Orthogonal wrote:I already linked to a study on Bacterial E. Coli and its evolution of a gene that enables it to digest Citrate. Something that E. Coli is known NOT to be able to consume. The study shows how evidence of the gene was first found thousands of generations before it became active and dominant in the population. Genome sequencing has begun on samples from before, during and after adaptation. This will be worth following up on when complete.

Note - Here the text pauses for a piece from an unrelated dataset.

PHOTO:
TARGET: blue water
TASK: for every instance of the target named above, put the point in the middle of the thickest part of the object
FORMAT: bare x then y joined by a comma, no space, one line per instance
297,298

The role of historical contingency in evolution has been much debated, but rarely tested. Twelve initially identical populations of Escherichia coli were founded in 1988 to investigate this issue. They have since evolved in a glucose-limited medium that also contains citrate, which E. coli cannot use as a carbon source under oxic conditions. No population evolved the capacity to exploit citrate for >30,000 generations, although each population tested billions of mutations. A citrate-using (Cit+) variant finally evolved in one population by 31,500 generations, causing an increase in population size and diversity. The long-delayed and unique evolution of this function might indicate the involvement of some extremely rare mutation. Alternately, it may involve an ordinary mutation, but one whose physical occurrence or phenotypic expression is contingent on prior mutations in that population. We tested these hypotheses in experiments that “replayed” evolution from different points in that population's history. We observed no Cit+ mutants among 8.4 × 1012 ancestral cells, nor among 9 × 1012 cells from 60 clones sampled in the first 15,000 generations. However, we observed a significantly greater tendency for later clones to evolve Cit+, indicating that some potentiating mutation arose by 20,000 generations. This potentiating change increased the mutation rate to Cit+ but did not cause generalized hypermutability. Thus, the evolution of this phenotype was contingent on the particular history of that population. More generally, we suggest that historical contingency is especially important when it facilitates the evolution of key innovations that are not easily evolved by gradual, cumulative selection.
Orthogonal wrote:I don't know the exact source of the FOXP2 gene, but it did evolve over time through mutations many generations before it was activated. Whether that occured in Homo Sapiens or some other hominid and then transferred later, I don't know.
Orthogonal wrote:It is just on a more primitive level among other species.